# homemade portable dove blinds, any ideas?



## Scott Yancey (Jul 23, 2013)

I am wanting to build a portable blind to use for dove hunting, does anyone have ideas of what would be the best thing to use for the framework?


----------



## sowega hunter (Jul 23, 2013)

I built some for a friend out of EMT conduit. They come apart for portability. Sorry I don't have any pics of them.


----------



## savage (Jul 23, 2013)

Use rebar pieces as stakes and use camp burlap as the wrap.  Can even sew the rebar in so that you just unroll it in the field and push into the ground.  Rebar pieces at least four feet in height.


----------



## Nimrod71 (Jul 23, 2013)

Conduit works the best.  I made one 20 years ago and I still use it.  The only thing I have had to replace was the camo material.


----------



## GLS (Jul 24, 2013)

I like the conduit as well.  Flatten the ground ends and cut at angle for easier penetration.  Through each piece of conduit, I drill a hole about 18" above the flat pointed end  and tie in a loop of paracord wide enough for my booted foot to push the pipe into the ground.


----------



## gsppurist (Jul 24, 2013)

I will take pictures of mine.  I made two PVC frame 2 ft x 5 ft.  Painted brown, covered with Max-4 Burlap, then used 550 cord to attach two sided making a folding frame  Works great, light.  Have to attach to ground with tent stakes to prevent wind from blowing it over.  

Costs about 8 dollars when you  include burlap/paint/PVC/cement.  

Will attach pic later.


----------



## The Rodney (Jul 24, 2013)

Sit behind the large hay bail,,,, what I do or get just inside the tree line and sit still.


----------



## ShellytheDuckSlayer (Jul 25, 2013)

The Rodney said:


> Sit behind the large hay bail,,,, what I do or get just inside the tree line and sit still.


----------



## GLS (Jul 25, 2013)

The Rodney said:


> Sit behind the large hay bail,,,, what I do or get just inside the tree line and sit still.

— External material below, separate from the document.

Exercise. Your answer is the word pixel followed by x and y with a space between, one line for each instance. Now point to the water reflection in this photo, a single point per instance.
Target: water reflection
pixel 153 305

Good luck on pulled peanut fields with no hay bales or nearby tree line.


----------



## gregg (Jul 25, 2013)

I just took a golf umbrella and painted it camo, I then use a 4'-5' piece of PVC large enough to receive the handle of the umbrella......strap the pvc piece to your chair with bungie cords and then the umbrella inside the top of the PVC with 1 bungie cord. The whole unit can be moved around as the sun changes position throughout the day, very simple and effective.


----------